For me this book didn’t really come to life until the final few pages; seeing the team working together is always worthwhile and even if taking care of Dark Krakoa was a relatively perfunctory affair it did yield a few nice moments (“Gah! Hey!”). However, it is the quieter scenes afterward that are the greatness of this book. I am a sucker for any time with Dr. the Beast and pretty much any science-y scene as well so a little geology debrief is always welcome, but the particular stand out scene was Storm and Jubilee taking a moment to remember their lost friend Wolverine. Jubilee says she feels like she’s “not supposed to say anything“; this is a common problem for shared universes like this – huge status quo changes in one book go un-remarked upon in another for all kinds of mundane reasons (like publishing schedules and conflicts) and that can make the whole thing a little less real. The death of an important figure like Wolverine would leave an indelible mark on his friends, so sharing their grief and supporting one another through communication and friendship is incredibly humanising and realistic – these characters feel more like real people (and stronger ones at that) as a result.
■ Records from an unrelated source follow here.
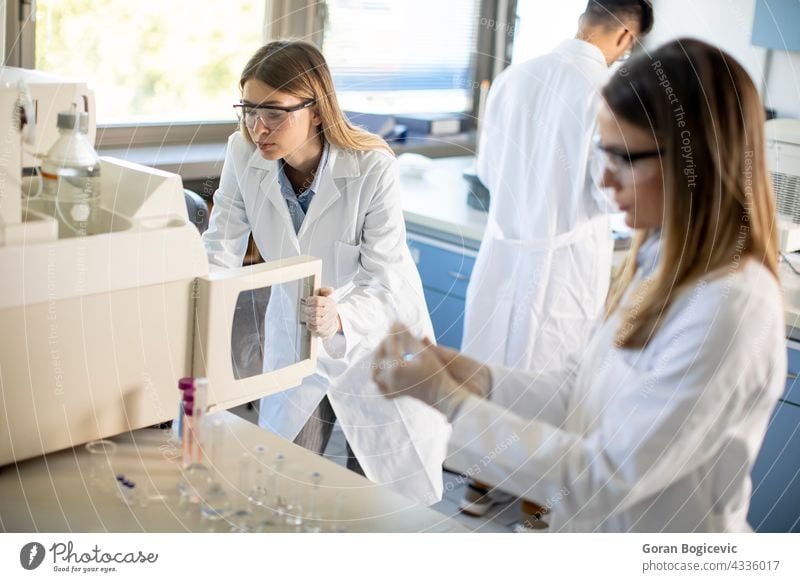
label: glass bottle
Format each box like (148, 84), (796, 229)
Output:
(40, 105), (101, 238)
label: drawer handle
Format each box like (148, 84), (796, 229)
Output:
(448, 270), (469, 281)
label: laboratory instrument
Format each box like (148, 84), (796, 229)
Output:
(0, 67), (322, 467)
(767, 118), (800, 251)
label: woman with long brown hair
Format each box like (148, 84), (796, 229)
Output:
(203, 40), (449, 505)
(373, 38), (786, 531)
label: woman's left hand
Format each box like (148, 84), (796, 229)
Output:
(304, 287), (342, 340)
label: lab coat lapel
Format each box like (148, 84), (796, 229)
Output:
(249, 149), (301, 254)
(297, 146), (359, 240)
(297, 168), (340, 240)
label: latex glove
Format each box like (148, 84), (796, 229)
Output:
(303, 287), (341, 340)
(420, 337), (492, 398)
(372, 323), (471, 418)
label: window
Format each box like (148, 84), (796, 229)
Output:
(34, 0), (266, 126)
(511, 0), (587, 64)
(322, 0), (481, 114)
(16, 0), (496, 147)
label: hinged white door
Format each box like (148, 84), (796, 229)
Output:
(192, 255), (321, 413)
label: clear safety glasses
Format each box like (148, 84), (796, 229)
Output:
(233, 100), (316, 131)
(593, 137), (661, 183)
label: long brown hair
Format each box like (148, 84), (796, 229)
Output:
(603, 38), (779, 348)
(238, 39), (393, 156)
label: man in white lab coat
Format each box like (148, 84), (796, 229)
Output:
(459, 0), (654, 528)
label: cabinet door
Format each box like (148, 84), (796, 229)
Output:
(423, 287), (467, 349)
(193, 255), (321, 412)
(748, 399), (800, 532)
(407, 236), (475, 299)
(784, 344), (800, 406)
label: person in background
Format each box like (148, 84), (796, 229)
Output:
(202, 40), (450, 505)
(460, 0), (654, 529)
(376, 38), (785, 532)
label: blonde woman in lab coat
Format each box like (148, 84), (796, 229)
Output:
(373, 39), (786, 531)
(203, 40), (449, 504)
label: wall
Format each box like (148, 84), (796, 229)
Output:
(0, 3), (5, 63)
(648, 0), (800, 118)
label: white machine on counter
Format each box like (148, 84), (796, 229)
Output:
(0, 68), (320, 466)
(767, 118), (800, 252)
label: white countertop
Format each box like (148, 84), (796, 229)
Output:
(0, 411), (466, 533)
(399, 155), (630, 249)
(400, 156), (487, 248)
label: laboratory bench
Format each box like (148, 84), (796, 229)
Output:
(0, 411), (466, 533)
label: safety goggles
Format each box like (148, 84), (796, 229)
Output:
(593, 138), (661, 183)
(233, 100), (316, 131)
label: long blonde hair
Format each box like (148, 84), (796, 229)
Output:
(603, 38), (779, 349)
(238, 39), (393, 156)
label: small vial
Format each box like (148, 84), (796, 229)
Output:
(177, 391), (210, 503)
(229, 452), (254, 532)
(272, 453), (287, 510)
(191, 378), (209, 465)
(116, 475), (136, 506)
(304, 471), (323, 532)
(172, 377), (195, 441)
(200, 419), (229, 521)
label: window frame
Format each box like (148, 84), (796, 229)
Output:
(4, 0), (514, 148)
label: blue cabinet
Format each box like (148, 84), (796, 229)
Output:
(748, 343), (800, 532)
(407, 234), (476, 349)
(748, 398), (800, 532)
(422, 288), (469, 349)
(783, 344), (800, 406)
This is really a book of two halves; if you come seeking a rewarding high concept narrative you’ll likely be a shade disappointed, but if you want some strong moments of personal reflection and characterisation you’ll definitely get something out of this story. In some ways this is a shame as the more intimate moments are very well done, and are worthy of a much grander story-arc. Then again it is always a pleasure to see great characters like Storm and Jubilee brought to life with believable and meaningful dialogue and interactions. After all they are too often written as cardboard action heroes who feel and think nothing at all. And even if I wasn’t sold on the overall story I have to admit to being incredibly touched by that final page – it may have been a little bit cheesy but it captured the spirit and optimism of the X-Men in general, and Jubilee in particular, in a very sweet way.
Notes and Observations:
- Honestly, if your heart didn’t melt reading that wonderful last page then it is made of stronger stone than Krakoa’s!
- Wilson’s writing for Jubilee has been pretty strong though out this run – I’d love to see a solo Jubilee book from Wilson at some point in the future.
- The rotation of the narrative viewpoint between Storm, Psylocke, Monet, and now Rachel, is a great device that Wilson has mostly capitalised on well. As per my above point though I would have loved to have seen a Jubilee led issue (especially since she was mostly a spectator in this story).